Aucun de ces deux scénarios ne semble attrayant.
Fort heureusement, les entreprises dans lesquelles nous investissons ne devraient pas être confrontées à ce dilemme. En effet, suivant l’une de nos règles d’or fondamentales, les entreprises « quality growth » doivent présenter un bilan solide et un niveau d’endettement faible, voire nul. C’est notre seule règle assortie d’une limite quantitative stricte, et nous cédons toute entreprise qui ne la respecte pas. La meilleure illustration en est fournie par les ratios dette nette/EBITDA de nos fonds, qui se situent actuellement entre -0,2x pour Seilern World Growth et +0,3x pour Seilern Europa.
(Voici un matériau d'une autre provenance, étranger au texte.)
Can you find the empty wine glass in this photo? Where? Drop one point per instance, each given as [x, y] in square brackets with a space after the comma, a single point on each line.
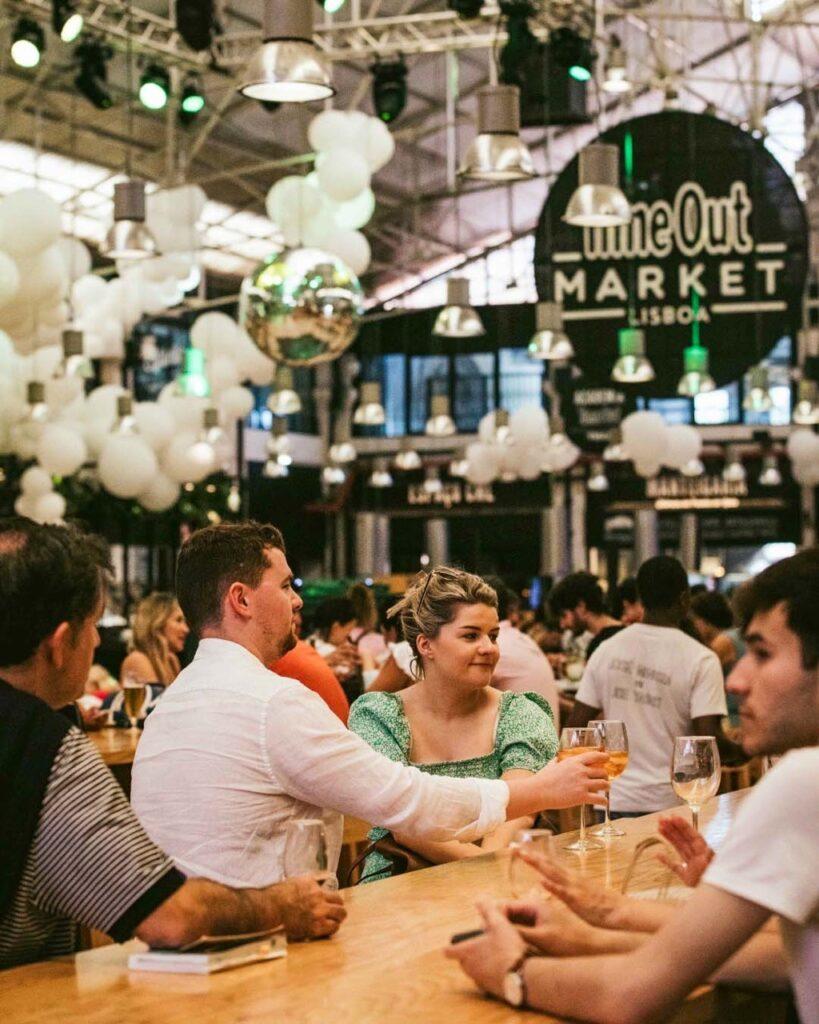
[306, 851]
[695, 771]
[573, 741]
[523, 879]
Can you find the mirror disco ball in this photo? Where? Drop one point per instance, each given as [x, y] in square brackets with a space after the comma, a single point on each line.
[301, 306]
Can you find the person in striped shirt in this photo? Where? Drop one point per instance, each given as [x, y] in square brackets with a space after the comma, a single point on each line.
[72, 852]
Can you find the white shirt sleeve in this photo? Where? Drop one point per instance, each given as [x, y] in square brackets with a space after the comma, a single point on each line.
[320, 762]
[770, 855]
[707, 695]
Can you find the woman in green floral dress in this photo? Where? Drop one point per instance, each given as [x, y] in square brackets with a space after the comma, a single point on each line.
[451, 722]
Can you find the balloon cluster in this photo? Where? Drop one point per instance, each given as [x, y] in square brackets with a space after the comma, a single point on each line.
[803, 448]
[651, 443]
[327, 209]
[522, 450]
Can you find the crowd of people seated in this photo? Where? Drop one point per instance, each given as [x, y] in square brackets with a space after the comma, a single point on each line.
[454, 713]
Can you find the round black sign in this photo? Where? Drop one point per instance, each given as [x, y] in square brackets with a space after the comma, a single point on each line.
[716, 252]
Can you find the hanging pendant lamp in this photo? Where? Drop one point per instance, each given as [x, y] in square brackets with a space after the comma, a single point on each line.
[288, 68]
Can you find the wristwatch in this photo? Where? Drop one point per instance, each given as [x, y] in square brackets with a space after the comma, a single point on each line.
[515, 985]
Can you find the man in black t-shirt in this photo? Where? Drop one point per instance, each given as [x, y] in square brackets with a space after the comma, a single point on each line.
[72, 852]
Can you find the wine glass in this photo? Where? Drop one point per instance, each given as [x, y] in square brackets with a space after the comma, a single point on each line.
[695, 771]
[134, 694]
[523, 879]
[614, 740]
[576, 740]
[306, 851]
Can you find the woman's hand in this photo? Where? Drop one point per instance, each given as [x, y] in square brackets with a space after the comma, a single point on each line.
[694, 851]
[578, 779]
[490, 956]
[596, 905]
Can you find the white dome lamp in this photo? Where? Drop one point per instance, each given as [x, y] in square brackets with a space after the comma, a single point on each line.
[598, 201]
[458, 318]
[128, 237]
[550, 341]
[497, 153]
[633, 367]
[288, 67]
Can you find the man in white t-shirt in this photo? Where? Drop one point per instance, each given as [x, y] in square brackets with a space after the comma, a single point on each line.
[657, 680]
[766, 867]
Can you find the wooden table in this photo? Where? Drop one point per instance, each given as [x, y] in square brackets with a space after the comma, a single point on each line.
[384, 967]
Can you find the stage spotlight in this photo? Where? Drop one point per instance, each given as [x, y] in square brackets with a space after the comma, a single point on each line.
[154, 87]
[68, 22]
[389, 89]
[573, 52]
[192, 101]
[28, 43]
[91, 79]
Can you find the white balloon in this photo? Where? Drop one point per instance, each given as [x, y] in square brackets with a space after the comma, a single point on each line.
[49, 508]
[155, 424]
[76, 257]
[9, 279]
[35, 482]
[683, 445]
[328, 129]
[30, 222]
[235, 402]
[352, 248]
[380, 144]
[127, 465]
[186, 460]
[61, 451]
[529, 425]
[343, 173]
[162, 494]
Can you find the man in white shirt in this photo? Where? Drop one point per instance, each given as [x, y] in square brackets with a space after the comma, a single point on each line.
[233, 753]
[766, 866]
[657, 680]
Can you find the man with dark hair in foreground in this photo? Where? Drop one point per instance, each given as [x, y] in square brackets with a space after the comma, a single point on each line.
[72, 852]
[657, 953]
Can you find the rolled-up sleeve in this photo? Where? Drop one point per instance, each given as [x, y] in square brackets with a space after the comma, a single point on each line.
[321, 763]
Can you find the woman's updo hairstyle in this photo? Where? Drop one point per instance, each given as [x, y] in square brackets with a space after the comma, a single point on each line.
[431, 600]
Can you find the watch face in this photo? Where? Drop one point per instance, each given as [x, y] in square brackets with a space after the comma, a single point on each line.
[513, 989]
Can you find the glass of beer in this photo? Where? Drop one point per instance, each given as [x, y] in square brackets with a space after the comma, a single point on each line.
[133, 699]
[573, 741]
[614, 740]
[695, 771]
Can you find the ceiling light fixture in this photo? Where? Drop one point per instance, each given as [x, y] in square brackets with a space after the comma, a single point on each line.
[633, 367]
[288, 67]
[550, 341]
[458, 318]
[128, 237]
[598, 201]
[497, 153]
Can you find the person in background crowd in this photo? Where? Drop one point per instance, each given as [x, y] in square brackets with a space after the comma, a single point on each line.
[73, 854]
[250, 752]
[659, 682]
[522, 667]
[160, 632]
[629, 600]
[657, 953]
[304, 664]
[451, 722]
[579, 605]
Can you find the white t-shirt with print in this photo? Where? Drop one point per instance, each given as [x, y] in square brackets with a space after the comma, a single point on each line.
[655, 679]
[771, 857]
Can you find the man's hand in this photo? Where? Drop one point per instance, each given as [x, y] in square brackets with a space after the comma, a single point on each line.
[551, 928]
[307, 910]
[694, 852]
[489, 957]
[596, 905]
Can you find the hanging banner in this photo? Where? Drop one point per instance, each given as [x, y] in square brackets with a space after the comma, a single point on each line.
[716, 251]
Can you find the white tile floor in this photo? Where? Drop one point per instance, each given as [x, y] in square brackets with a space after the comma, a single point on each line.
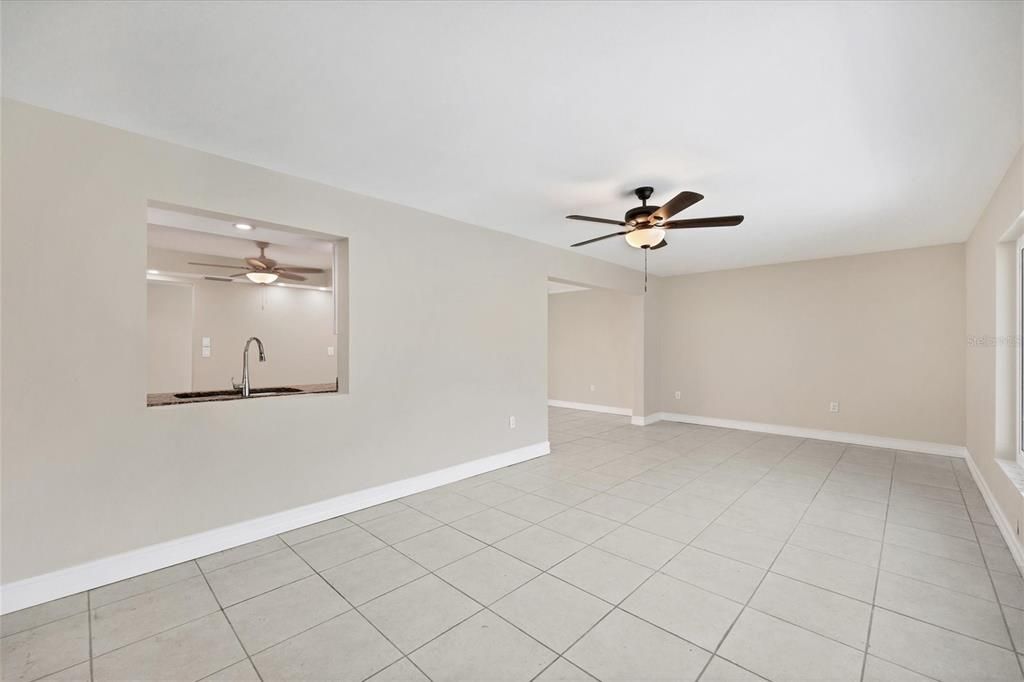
[667, 552]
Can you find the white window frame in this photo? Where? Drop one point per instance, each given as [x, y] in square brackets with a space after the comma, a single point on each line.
[1018, 346]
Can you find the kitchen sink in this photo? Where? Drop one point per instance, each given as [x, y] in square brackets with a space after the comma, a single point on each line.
[256, 391]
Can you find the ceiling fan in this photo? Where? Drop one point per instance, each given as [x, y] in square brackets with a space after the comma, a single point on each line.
[264, 270]
[645, 225]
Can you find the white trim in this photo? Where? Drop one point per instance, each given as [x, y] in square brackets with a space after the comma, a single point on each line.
[39, 589]
[1001, 522]
[608, 410]
[818, 434]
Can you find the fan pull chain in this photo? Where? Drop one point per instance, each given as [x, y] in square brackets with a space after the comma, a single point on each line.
[645, 269]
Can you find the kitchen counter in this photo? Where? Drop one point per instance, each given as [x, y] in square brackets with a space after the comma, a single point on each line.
[159, 399]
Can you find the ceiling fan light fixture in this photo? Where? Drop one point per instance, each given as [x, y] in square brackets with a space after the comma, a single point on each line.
[261, 278]
[647, 237]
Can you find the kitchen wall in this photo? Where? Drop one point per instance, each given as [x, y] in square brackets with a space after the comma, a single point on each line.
[436, 367]
[169, 335]
[296, 327]
[592, 341]
[883, 334]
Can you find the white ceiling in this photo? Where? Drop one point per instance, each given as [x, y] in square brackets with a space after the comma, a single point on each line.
[179, 230]
[836, 128]
[563, 288]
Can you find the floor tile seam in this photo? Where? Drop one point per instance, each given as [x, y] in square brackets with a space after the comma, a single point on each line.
[338, 615]
[43, 625]
[908, 616]
[46, 623]
[889, 570]
[151, 590]
[227, 620]
[878, 574]
[998, 600]
[67, 668]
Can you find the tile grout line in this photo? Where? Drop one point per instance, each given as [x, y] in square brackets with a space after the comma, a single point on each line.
[878, 574]
[354, 608]
[998, 601]
[228, 621]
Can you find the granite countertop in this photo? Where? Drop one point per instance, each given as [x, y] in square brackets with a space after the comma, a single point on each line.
[157, 399]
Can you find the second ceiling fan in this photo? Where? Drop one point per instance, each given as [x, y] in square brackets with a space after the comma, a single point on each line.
[645, 225]
[265, 270]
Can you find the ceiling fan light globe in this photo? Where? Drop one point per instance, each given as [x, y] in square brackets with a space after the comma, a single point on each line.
[261, 278]
[645, 238]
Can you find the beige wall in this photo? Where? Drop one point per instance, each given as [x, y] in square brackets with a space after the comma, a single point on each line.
[436, 366]
[592, 341]
[296, 327]
[984, 328]
[169, 334]
[882, 333]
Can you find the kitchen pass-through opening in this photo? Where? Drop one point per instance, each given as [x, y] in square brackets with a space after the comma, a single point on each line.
[240, 308]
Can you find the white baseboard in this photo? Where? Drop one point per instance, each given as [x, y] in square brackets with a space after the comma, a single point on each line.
[606, 409]
[1001, 522]
[817, 434]
[39, 589]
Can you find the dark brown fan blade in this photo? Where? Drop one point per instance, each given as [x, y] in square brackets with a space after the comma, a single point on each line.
[308, 270]
[233, 267]
[598, 239]
[720, 221]
[682, 201]
[258, 264]
[590, 219]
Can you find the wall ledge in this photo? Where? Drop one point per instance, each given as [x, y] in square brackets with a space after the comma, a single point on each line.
[39, 589]
[1007, 528]
[928, 448]
[588, 407]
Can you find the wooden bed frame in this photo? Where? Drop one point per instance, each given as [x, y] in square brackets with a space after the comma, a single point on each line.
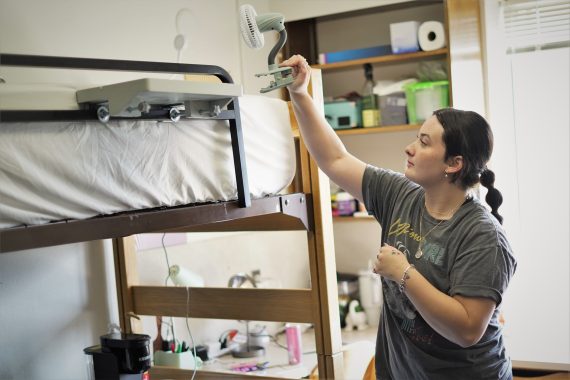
[305, 207]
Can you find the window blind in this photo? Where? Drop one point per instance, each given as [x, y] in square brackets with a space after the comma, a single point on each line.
[536, 24]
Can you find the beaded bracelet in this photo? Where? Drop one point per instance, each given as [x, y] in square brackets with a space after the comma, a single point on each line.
[405, 276]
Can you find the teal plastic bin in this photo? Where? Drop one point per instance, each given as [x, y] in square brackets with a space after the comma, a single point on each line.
[425, 97]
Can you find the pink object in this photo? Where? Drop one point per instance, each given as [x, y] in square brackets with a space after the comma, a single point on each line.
[294, 346]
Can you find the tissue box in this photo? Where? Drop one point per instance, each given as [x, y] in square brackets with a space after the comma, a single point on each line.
[179, 360]
[393, 109]
[342, 114]
[404, 37]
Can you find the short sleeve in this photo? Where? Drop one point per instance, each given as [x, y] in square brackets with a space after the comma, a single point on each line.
[381, 189]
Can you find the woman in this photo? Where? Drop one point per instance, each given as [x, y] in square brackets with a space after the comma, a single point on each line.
[445, 261]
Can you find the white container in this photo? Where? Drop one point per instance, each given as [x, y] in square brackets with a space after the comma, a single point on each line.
[179, 360]
[404, 37]
[370, 295]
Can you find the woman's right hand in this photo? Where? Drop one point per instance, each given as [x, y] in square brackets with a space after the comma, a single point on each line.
[301, 73]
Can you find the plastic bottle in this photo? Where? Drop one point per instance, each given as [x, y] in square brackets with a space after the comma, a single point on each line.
[294, 345]
[369, 100]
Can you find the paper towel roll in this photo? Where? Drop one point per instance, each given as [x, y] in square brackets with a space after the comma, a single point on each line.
[431, 35]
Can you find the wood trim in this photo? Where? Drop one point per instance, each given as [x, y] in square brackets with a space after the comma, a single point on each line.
[322, 264]
[386, 59]
[379, 129]
[126, 276]
[160, 372]
[278, 305]
[465, 55]
[222, 216]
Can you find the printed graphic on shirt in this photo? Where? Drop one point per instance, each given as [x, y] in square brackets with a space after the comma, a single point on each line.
[407, 240]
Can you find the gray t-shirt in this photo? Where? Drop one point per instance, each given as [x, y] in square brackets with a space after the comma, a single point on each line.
[467, 255]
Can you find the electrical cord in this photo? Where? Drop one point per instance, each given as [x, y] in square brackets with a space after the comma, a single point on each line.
[187, 311]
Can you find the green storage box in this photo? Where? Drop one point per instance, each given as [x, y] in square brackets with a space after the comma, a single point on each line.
[425, 97]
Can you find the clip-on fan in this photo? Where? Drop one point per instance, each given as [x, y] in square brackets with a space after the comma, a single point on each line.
[252, 26]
En d’autres termes, une société « quality growth » type au sein de nos fonds est une entreprise non endettée dont les flux de trésorerie ne seront pas affectés par la hausse des taux. Les investisseurs dans des sociétés « quality growth » seront donc protégés des hausses des coûts d’emprunt si les taux d’intérêt devaient rester « plus élevés pour plus longtemps ».
C. Massin,
31 octobre 2023
1https://www.bostonfed.org/publications/current-policy-perspectives/2023/interest-expenses-coverage-ratio-and-firm-distress.aspx
2Source : FactSet, Seilern Investment Management Ltd.